Overcapacity, challenging market conditions and the impact of new, more fuel-efficient aircraft have all added to the problems thrown up by governments, like laptop bans and visa restrictions, and by computers, which have wrought havoc at British Airways (BA) this week.
BA will probably want to hide away in the corner like a naughty schoolboy after the power outages that led to two days of cancelations on its global network, exacerbated by a woefully poor reaction from its communications team and senior management. The “world’s favorite airline” — according to its proud boast decades ago — used to have such good crisis management too.
But I hope the assembled delegates, once they have stopped laughing at BA, will take time to consider some recent rulings from the US Department of Transportation (DoT), which could signal the start of a significant shift in policy on the part of the American authorities.
For years the DoT would wave through joint ventures, alliances and mergers in the aviation industry, mainly on grounds that they made for a more efficient network and therefore a better offering to passengers.
Such deals between airlines account for big chunks of airline capacity. Some 76 percent of the traffic between the US and Europe is in the form of joint ventures (JV) and 37 percent of the business between the US and Australia.
But two recent rulings by the DoT are seen as a significant reversal of that trend. In May, Delta Air Lines completed a deal with Aeromexico to buy 32 percent of the Mexican carrier, with an option to go to 49 percent. It was a big deal financially — Delta paid $620 million for the shares — but faced several obstacles before it was clinched.
Delta had to apply to the DoT for “antitrust immunity” (approval for the deal on competition grounds) and while this was eventually forthcoming, the DoT insisted on some stringent conditions, primarily that Delta-Aeromexico give up 24 valuable slots at New York’s JFK airport and Mexico City International Airport.
Delta grumbled about these terms, which it said were “unprecedented, arbitrary and untethered to any potential alleged harm,” but eventually agreed to the slot divestiture, with few very minor changes.
At least Delta got its deal through, even with significant concessions. Another proposal, this time by American Airlines for a JV deal with Qantas of Australia, was refused antitrust immunity altogether, on grounds that it would “reduce competition and consumer choice,” and the deal was withdrawn.
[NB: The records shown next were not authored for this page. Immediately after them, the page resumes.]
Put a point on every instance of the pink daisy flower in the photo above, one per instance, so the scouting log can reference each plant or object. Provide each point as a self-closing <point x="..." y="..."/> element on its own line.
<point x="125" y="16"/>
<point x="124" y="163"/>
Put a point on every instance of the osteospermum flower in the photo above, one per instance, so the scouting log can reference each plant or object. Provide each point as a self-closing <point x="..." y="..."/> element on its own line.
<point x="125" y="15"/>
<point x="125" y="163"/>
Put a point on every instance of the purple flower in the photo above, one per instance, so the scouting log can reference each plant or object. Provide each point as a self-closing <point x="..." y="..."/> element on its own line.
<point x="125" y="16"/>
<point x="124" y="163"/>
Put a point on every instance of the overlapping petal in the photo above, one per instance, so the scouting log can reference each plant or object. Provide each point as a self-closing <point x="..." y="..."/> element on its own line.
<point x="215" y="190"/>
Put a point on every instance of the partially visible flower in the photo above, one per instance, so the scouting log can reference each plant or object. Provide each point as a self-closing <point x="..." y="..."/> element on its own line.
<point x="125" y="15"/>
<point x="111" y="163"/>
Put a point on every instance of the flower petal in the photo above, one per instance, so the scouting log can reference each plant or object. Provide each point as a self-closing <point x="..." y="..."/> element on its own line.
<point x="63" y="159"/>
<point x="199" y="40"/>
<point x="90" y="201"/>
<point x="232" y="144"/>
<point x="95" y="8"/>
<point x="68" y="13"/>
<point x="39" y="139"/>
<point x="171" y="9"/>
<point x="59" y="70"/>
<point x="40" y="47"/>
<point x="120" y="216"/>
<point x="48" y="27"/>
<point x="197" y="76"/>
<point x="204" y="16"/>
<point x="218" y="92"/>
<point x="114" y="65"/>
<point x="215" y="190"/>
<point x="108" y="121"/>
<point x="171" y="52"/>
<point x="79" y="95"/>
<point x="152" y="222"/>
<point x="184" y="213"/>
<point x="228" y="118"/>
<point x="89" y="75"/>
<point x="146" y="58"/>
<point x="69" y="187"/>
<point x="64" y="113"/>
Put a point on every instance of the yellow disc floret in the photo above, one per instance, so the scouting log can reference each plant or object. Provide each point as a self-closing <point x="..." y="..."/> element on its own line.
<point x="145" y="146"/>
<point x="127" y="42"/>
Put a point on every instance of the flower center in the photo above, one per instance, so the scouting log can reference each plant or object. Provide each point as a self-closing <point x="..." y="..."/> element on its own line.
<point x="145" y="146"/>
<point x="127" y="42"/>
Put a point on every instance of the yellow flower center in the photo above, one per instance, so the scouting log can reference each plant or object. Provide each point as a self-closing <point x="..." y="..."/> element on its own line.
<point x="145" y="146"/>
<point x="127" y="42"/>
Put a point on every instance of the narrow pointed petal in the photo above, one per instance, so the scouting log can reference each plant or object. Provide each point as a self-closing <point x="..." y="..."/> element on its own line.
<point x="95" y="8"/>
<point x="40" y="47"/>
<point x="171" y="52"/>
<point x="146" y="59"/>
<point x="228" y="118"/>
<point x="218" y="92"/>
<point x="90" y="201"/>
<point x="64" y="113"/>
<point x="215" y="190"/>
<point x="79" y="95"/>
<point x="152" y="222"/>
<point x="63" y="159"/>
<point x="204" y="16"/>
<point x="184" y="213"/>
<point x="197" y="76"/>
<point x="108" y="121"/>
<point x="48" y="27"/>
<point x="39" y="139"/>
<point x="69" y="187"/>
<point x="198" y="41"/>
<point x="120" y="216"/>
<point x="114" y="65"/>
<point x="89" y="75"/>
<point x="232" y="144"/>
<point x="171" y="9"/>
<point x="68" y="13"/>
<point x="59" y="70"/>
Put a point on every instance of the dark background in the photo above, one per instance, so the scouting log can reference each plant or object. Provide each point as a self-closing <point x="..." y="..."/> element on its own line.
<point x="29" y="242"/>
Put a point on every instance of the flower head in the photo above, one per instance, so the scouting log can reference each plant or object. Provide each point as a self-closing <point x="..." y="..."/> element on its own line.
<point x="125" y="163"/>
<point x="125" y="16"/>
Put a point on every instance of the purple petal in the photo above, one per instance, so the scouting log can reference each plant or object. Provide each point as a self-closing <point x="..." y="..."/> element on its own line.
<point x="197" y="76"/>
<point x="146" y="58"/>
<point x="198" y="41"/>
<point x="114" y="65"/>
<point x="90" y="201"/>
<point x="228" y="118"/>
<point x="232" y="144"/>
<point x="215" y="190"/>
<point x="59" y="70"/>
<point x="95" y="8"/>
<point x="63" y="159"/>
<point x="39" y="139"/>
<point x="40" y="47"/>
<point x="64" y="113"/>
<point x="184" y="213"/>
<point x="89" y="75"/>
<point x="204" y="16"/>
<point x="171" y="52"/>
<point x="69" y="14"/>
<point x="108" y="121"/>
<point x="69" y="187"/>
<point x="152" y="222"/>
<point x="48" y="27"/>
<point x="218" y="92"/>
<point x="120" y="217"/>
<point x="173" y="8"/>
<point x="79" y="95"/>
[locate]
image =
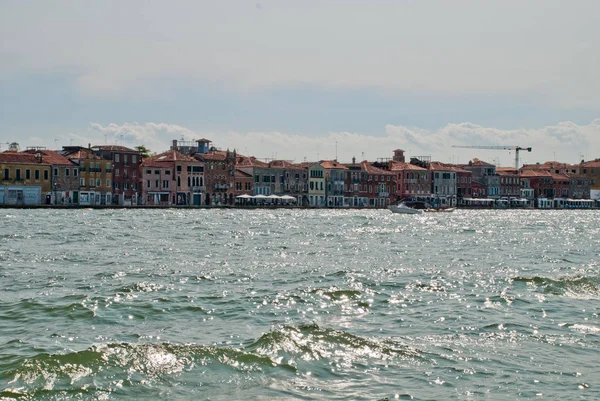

The DoT, which is now under the administration of Elaine Chao, an influential Republican and confidant of US President Donald Trump, said the alliances would harm competition because the airlines would “exert market power,” and called for some of the JFK slots to be awarded to low-cost carriers because they would have the “greatest competitive impact.”
It added: “Disruptive outsiders are needed to achieve the necessary competitive discipline.”
Well, who would argue with that? Certainly not the Gulf airlines, which have for years been playing the role of “disruptive outsiders” in the global aviation industry.
Emirates, Etihad and Qatar Airways have not been competing via the low-cost market, that is true, but through offering a better product than their American rivals in the international market. Disruption comes in many forms. The DoT’s new stance is a significant straw in the wind on the other big issue in global aviation today: The continuing row over “Open Skies” policy between the Gulf airlines and some parts of the American aviation industry.
Delta, United and American Airlines have been lobbying the US government — first under former President Barack Obama, now under the new administration — to curtail the Open Skies agreements that allow Gulf airlines to fly to the US and vice versa. They claim that alleged government subsidies by the UAE and Qatar are unfair and make their airlines’ operations anti-competitive.
The Gulf airlines’ counterargument is that the American carriers have benefited from their own subsidies for many decades and are using their allegations as an excuse for their own inability to compete fairly in terms of passenger offering.
Some observers had thought that Trump, with his policy of “America First,” would give in quickly to the US lobby but that has not happened. Perhaps it is his newfound love for the Arab world, as evidenced by his recent trip to Saudi Arabia. Perhaps, as a hardheaded pragmatic businessman, he has been won over by the commercial merits of the Gulf case. Or maybe saner voices at the DoT have talked him back from the protectionist stance.
Whichever, the new attitude to aviation antitrust issues suggests that the American aviation lobby is not always going to get its own way under Trump.